After self-releasing their debut record, Moon Phases, in early September and booking a cluster of shows across the Midwest, these young alt-rockers are making a name for themselves with the lush orchestration, pounding piano lines and rich sonic textures of their band’s music.
Guitarists and backup singers Mat Shoare and Evan Ashby, bassist Ross Brown and drummer Micah Holdaway draw on a range of musical styles, including ambient alternative rock and indie folk, infusing their songs with deep, guitar-heavy tones and grounding their compositions with lead singer Jerad Tomasino’s heartfelt lyrics.
With glimmers of influences such as Cursive, Explosions in the Sky and Brand New, Everyday/Everynight hovers between genres, fusing shimmering electro fuzz and rougher punk undertones with the angst-ridden vocals and soft, acoustic conscience of kids raised on a hearty diet of Saddle Creek.
Whether they’re serenading with an ethereal acoustic lullaby or turning on a dime to explode into a torrent of alt-rock fury, one thing’s for sure: These five guys under the age of 23 know how to strike a mature chord.
Everyday/Everynight began with two childhood friends in Omaha: Holdaway and Tomasino. The two moved to Kansas City after Holdaway enrolled at William Jewell and Tomasino was admitted to the UMKC Conservatory of Music and Dance, where he met Shoare and Ashby in the conservatory choir. Tomasino later invited Brown to join the band after meeting him at an audio-engineering program at BRC Audio Productions in Kansas City. The members began to mesh styles, sounds and harmonies, and ended up taking their band name from the lyrics of one of the first songs they wrote together.
Soon, they ventured out onto the scene.
“I was completely inspired going around to local venues and checking out local bands,” Ashby says. “I don’t know that people see Kansas City as a music town, but I think that there’s so much opportunity here.”
Citing influences such as In the Pines, the Republic Tigers and even local dance DJ Max Justus, Everyday/Everynight is particularly inspired by acts that are doing more experimental things.
“[It’s] that tangible experience of, ‘Oh my god, they wrote that? It’s amazing. I love it. Maybe I could do that,'” Tomasino says. “That’s why I love the idea of music as a conversation. We take it in, we hear it, and we say something back — it’s very organic.”
But this community of musical exchange has its ups and downs in a town like KC, especially as the guys of Everyday/Everynight establish themselves among other young bands.
“It’s like shark-infested waters,” Tomasino says. “There are a lot of really cool-looking sharks and really dangerous sharks.”
A bit of rivalry never hurts, but when it comes to such things as booking shows, many small local bands are in competition within the same genres and for the same fans. And some are not afraid to get a little lethal.
“The Kansas City scene fosters really great business skills and assertiveness,” Tomasino says. “It’s definitely more economical to look out for yourself, so to speak.”

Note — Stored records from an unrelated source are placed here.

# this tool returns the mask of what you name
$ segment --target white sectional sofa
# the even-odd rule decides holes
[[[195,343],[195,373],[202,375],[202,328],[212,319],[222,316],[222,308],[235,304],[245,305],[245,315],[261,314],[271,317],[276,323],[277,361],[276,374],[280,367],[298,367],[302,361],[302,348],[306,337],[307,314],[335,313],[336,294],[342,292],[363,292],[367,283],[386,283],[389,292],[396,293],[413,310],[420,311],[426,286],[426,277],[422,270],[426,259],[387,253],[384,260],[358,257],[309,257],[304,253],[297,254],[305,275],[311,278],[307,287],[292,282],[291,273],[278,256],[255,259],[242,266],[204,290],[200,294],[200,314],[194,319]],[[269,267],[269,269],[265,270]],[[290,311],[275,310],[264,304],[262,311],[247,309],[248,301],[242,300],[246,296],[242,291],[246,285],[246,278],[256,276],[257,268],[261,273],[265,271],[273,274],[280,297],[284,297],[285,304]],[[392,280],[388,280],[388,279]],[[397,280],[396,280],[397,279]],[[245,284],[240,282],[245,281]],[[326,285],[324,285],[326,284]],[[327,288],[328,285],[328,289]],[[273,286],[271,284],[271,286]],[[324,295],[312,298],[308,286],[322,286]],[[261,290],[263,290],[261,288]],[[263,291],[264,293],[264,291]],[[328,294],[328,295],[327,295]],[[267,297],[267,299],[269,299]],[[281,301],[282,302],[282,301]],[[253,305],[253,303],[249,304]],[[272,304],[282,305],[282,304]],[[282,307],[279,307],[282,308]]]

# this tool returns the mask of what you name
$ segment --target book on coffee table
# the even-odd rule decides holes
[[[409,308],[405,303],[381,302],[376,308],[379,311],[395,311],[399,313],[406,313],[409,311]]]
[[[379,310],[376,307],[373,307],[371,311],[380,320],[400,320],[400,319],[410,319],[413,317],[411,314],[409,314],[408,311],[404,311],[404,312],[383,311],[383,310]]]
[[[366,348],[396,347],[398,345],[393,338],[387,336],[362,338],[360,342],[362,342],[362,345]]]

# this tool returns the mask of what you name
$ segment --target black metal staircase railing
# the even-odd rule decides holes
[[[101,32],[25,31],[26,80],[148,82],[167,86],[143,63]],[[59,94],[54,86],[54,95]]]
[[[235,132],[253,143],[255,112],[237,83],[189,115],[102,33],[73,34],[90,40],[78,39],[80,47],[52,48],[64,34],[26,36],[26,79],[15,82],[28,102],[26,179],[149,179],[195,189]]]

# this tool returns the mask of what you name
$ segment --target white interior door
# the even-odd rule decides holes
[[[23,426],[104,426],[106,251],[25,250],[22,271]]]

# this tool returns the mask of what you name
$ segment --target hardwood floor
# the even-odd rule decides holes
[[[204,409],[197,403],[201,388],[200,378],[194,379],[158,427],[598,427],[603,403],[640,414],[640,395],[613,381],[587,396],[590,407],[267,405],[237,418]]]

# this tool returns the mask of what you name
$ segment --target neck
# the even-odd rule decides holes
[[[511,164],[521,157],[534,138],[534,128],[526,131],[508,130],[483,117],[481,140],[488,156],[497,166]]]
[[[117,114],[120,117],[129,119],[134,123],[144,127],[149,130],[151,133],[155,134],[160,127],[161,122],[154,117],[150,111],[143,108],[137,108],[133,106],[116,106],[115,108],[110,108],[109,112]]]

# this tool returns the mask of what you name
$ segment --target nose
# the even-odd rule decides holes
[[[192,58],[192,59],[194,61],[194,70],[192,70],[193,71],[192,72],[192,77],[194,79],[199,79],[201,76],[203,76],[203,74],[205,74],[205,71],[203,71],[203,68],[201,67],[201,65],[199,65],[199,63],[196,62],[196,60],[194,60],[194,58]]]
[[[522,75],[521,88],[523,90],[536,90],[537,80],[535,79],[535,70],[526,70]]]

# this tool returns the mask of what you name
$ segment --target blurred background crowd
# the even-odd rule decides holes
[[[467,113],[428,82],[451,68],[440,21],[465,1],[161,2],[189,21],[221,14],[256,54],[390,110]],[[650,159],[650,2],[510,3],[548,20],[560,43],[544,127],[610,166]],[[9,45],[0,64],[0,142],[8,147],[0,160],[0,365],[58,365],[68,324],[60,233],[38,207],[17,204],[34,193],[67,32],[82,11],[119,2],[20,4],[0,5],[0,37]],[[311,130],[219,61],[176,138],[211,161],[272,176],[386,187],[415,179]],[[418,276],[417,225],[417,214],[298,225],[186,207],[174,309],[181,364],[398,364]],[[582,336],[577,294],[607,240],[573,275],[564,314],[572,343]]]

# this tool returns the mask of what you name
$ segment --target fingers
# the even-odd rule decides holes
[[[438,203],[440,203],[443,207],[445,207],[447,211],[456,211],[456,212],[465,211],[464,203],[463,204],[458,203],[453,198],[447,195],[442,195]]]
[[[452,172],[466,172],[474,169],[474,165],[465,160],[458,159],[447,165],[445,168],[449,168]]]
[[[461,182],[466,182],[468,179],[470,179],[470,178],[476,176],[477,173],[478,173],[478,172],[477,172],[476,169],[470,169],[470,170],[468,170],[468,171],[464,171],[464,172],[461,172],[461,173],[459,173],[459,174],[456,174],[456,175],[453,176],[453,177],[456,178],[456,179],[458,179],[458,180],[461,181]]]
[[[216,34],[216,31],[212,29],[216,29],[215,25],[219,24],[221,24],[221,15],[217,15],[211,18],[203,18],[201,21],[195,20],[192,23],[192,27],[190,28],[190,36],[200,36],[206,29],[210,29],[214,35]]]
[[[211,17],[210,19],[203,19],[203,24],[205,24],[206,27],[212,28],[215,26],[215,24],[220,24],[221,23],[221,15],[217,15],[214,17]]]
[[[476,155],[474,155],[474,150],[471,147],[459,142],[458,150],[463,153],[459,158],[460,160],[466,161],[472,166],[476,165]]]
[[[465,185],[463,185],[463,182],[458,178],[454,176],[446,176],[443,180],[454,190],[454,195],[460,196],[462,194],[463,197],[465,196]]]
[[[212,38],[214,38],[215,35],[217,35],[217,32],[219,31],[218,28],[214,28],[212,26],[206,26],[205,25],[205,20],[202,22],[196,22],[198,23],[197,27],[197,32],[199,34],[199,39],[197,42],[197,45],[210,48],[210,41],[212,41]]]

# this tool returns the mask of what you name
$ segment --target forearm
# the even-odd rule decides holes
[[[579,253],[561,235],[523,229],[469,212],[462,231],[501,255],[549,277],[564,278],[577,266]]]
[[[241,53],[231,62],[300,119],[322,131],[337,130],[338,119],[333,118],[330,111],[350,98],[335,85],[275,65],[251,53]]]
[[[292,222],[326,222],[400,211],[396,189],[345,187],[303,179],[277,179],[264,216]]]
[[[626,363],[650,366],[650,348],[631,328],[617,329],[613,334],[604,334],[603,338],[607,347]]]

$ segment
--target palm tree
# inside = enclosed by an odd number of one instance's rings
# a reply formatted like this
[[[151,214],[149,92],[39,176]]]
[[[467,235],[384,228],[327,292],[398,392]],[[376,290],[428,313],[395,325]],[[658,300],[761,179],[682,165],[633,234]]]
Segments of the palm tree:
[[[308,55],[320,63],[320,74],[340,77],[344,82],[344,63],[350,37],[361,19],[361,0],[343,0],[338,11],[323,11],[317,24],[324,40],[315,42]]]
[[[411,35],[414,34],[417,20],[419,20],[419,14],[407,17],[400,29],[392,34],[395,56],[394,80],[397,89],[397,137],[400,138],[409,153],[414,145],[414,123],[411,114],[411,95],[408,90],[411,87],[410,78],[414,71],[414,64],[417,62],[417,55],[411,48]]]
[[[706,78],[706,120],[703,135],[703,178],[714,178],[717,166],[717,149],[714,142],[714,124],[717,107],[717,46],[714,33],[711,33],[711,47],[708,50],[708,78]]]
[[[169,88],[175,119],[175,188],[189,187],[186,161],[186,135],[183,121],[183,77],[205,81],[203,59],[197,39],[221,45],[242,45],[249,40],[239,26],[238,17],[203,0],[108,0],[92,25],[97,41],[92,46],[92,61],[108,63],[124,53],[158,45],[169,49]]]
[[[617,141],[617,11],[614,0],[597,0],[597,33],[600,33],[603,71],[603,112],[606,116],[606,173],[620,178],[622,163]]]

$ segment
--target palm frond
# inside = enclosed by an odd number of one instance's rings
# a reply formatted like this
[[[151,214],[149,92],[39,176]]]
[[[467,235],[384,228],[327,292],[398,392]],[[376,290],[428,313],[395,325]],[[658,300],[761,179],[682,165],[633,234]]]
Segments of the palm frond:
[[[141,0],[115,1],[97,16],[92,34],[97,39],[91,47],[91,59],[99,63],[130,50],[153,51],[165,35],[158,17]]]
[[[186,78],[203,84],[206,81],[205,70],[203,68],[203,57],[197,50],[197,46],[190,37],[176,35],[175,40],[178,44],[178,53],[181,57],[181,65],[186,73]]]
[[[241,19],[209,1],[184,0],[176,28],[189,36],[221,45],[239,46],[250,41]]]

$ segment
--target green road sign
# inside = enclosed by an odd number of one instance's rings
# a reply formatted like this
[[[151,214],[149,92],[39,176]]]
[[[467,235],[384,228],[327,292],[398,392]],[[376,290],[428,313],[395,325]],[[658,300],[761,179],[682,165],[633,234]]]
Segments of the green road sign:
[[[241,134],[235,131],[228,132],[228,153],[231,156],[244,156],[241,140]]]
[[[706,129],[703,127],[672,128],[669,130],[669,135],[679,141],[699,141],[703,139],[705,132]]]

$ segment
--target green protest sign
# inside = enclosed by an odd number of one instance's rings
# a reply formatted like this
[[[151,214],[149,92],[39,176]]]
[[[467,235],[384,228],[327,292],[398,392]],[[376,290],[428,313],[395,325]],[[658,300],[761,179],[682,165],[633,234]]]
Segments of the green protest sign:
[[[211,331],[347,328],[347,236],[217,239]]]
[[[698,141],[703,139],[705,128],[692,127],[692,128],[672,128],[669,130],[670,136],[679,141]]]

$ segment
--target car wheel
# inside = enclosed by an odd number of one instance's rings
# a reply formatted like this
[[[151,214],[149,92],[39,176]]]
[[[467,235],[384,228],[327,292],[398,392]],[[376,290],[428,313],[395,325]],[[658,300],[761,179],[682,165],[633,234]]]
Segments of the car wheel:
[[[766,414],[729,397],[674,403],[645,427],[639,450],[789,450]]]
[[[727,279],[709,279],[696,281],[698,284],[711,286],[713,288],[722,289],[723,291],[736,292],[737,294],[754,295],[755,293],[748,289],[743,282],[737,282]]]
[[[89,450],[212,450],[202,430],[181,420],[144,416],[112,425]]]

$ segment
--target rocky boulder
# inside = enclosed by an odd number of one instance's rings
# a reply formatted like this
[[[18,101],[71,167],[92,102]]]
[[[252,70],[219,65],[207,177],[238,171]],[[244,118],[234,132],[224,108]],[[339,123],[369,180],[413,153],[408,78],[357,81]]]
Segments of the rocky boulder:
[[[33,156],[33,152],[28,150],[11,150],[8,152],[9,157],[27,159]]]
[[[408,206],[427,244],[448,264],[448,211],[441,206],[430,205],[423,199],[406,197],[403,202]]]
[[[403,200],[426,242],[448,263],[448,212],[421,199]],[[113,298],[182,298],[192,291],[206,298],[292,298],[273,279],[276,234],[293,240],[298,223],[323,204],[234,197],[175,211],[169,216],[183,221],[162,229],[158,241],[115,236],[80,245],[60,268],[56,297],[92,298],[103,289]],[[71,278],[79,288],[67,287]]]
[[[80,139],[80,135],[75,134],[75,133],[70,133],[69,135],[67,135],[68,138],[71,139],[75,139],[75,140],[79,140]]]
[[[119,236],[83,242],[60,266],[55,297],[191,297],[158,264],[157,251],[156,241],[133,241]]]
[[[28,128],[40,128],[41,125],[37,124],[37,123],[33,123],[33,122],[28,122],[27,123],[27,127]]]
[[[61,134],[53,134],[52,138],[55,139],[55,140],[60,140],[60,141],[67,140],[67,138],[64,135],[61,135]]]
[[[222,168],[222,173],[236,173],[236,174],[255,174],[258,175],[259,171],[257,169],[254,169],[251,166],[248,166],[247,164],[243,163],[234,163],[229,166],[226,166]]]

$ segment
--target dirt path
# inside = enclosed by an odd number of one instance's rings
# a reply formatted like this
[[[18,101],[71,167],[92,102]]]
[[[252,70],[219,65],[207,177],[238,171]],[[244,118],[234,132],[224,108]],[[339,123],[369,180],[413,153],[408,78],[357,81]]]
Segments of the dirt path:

However, the guys of Everyday/Everynight view competition as healthy.
“Being in Kansas City is like, you’ve got good songs — now what? You have to go after it,” Tomasino says. “It’s not a bad thing, but I can see how the weight of that could crush some young bands that want to develop their creativity.”
“If you want to be in the scene and play around, you have to step up your game,” Brown adds. “And if Kansas City is ever going to be seen as a music town, there needs to be some of that.”
A month after debuting Moon Phases and seeing success in terms of record sales, online merch sales and booked shows, the guys of Everyday/Everynight are feeling optimistic — for themselves and their city.
“From a band’s perspective right now, you want to be in Kansas City because it’s obviously growing,” Shoare says.
“You learn a lot, being a young band in Kansas City,” Tomasino reflects. “It’s like growing up on the streets; you get a little tough, but hopefully you’re able to take those skills and use them in a positive way. We’ve seen a lot come back. I know that’s not from just sitting and waiting.”
Enduring the struggles and victories of starting a new band is an exercise in devotion. And for the guys of Everyday/Everynight, their band’s name isn’t just a title — it’s a formula for success.